More Test1 Review Flashcards
What are the 4 categories of AI?
- Thinking humanly
- Thinking rationally
- Acting humanly
- Acting rationally
What is the definition of AI?
Intelligence demonstrated by machines, in contrast to natural intelligence displayed by humans/animals.
What is “thinking humanly?”
Trying to make a computer program which mimics the human brain (cognitive modeling).
What is “acting rationally?”
An rational agent which acts so as to achieve the best outcome or, whenever there is uncertainty, the best expected outcome. Also described as “doing the right thing.” (rational agent approach)
What is “acting humanly?”
Mimicking human behavior. The Turing test is an example. It’s an “operational” definition of intelligence (blink reflex, Turing test).
What is “thinking rationally?”
The attempt to build machines which are based on logical rules (syllogisms) that govern beliefs/behavior. (laws of thought).
Machine learning.
The science of getting computers to act without being explicitly programmed.
Nested hierarchy of AI, machine learning, representation learning, and deep learning.
Outermost to innermost: AI, machine learning, representation learning, deep learning.
2 factors that deterred AI.
Lack of enough data & lack of sufficient computing power
Definition of rationality.
Rational agents select an action that is expected to maximize its performance measure, given evidence provided by the percept sequence and built-in knowledge.
PEAS
Performance, Environment, Actuator, Sensor.
Performance (PEAS) definition
The performance measure that defines the criteria of success.
Environment (PEAS) definition
The agent’s prior knowledge of the environment
Actuator (PEAS) definition
The actions that the agent can perform
Sensor (PEAS) definition
The agent’s percept sequence to date
5 structures of intelligent agent
Simple reflex agents, model-based reflex agents, goal-based agents, utility-based agents, learning agents.
Simple reflex agent definition.
Select actions on the basis of the current percept, ignoring the rest of the percept history.
Model-based reflex agent definition.
The agent uses a “model” of the world to guide its actions. A model is knowledge about how the agent’s world works.
Goal-based agent definition.
The agent has information about a goal it is supposed to achieve. It uses this goal and information about the results of possible actions in order to choose actions which achieve that goal.
Utility-based agent definition.
Agent uses a utility function which maps a state or sequence of states onto a real number, which describes the associated degree of “happiness” from performing the action.
Learning agent definition.
Starts with some basic knowledge and is then able to act and adapt autonomously, through learning, to improve its own performance.
Goal vs utility
Goal: may seek to get from point A to point B, and succeeds when it gets there. Utility: get from point A to point B with additional specified criteria with trade-offs (shortest time, minimum fuel expenditure, etc).

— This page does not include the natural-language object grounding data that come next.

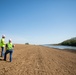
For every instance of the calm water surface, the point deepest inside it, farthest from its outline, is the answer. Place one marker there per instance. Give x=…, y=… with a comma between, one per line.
x=61, y=47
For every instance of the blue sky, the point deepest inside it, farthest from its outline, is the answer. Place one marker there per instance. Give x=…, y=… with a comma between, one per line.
x=38, y=21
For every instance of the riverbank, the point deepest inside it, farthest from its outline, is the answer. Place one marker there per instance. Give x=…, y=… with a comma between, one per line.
x=39, y=60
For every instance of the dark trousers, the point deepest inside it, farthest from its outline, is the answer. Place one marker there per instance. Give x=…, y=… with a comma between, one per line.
x=2, y=52
x=8, y=51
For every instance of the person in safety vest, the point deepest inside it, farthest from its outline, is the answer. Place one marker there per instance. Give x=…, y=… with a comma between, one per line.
x=9, y=49
x=2, y=45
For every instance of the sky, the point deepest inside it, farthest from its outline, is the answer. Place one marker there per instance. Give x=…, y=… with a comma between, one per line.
x=38, y=21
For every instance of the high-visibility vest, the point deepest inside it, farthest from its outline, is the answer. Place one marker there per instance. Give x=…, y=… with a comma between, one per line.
x=9, y=46
x=2, y=42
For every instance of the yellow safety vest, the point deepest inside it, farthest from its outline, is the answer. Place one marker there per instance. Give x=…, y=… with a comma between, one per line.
x=9, y=46
x=2, y=42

BFS completeness, time & space complexity, and optimality.
Time: b^(d+1)
Space: b^(d+1)
Complete? Yes (if b is finite)
Optimal? Yes if all steps have the same cost, but not optimal in general
Uniform-cost search completeness, time & space complexity, and optimality.
Time: b^[C/e]
Space: b^[C/e]
Complete? Yes if step cost > e
Optimal? Yes
DFS completeness, time & space complexity, and optimality.
Time: b^m
Space: bm
Complete? No
Optimal? No
Depth-limited search completeness, time & space complexity, and optimality.
Time: b^l
Space: bl
Complete? Yes if l >= d
Optimal? No
Iterative deepening DFS completeness, time & space complexity, and optimality.
Time: b^d
Space: bd
Complete? Yes
Optimal? Yes
Bidirectional search time & space complexity
O((bd)/2)
A* search completeness, time & space complexity, and optimality.
Time: n^2
Space: Keeps all nodes in memory
Complete? Yes unless there are infinitely many nodes
Optimal? Yes
BFS uses a ____ and DFS uses a ____
Queue, stack
Greedy search completeness, time & space complexity, and optimality.
Time: b^m
Space: b^m
Complete? No, but complete in finite space with repeated state checking.
Optimal? No
A search problem consists of
Initial state, set of actions, goal test, path cost
graph search vs tree search
graph search = infinite # of nodes without a circle. Tree search = finite nodes without a circle.
Naive solution for TSP
Start & end at city 1, generate all (n-1)! permutations of cities, calculate the cost of every permutation & keep track of the minimum cost permutation, return the permutation with the minimum cost.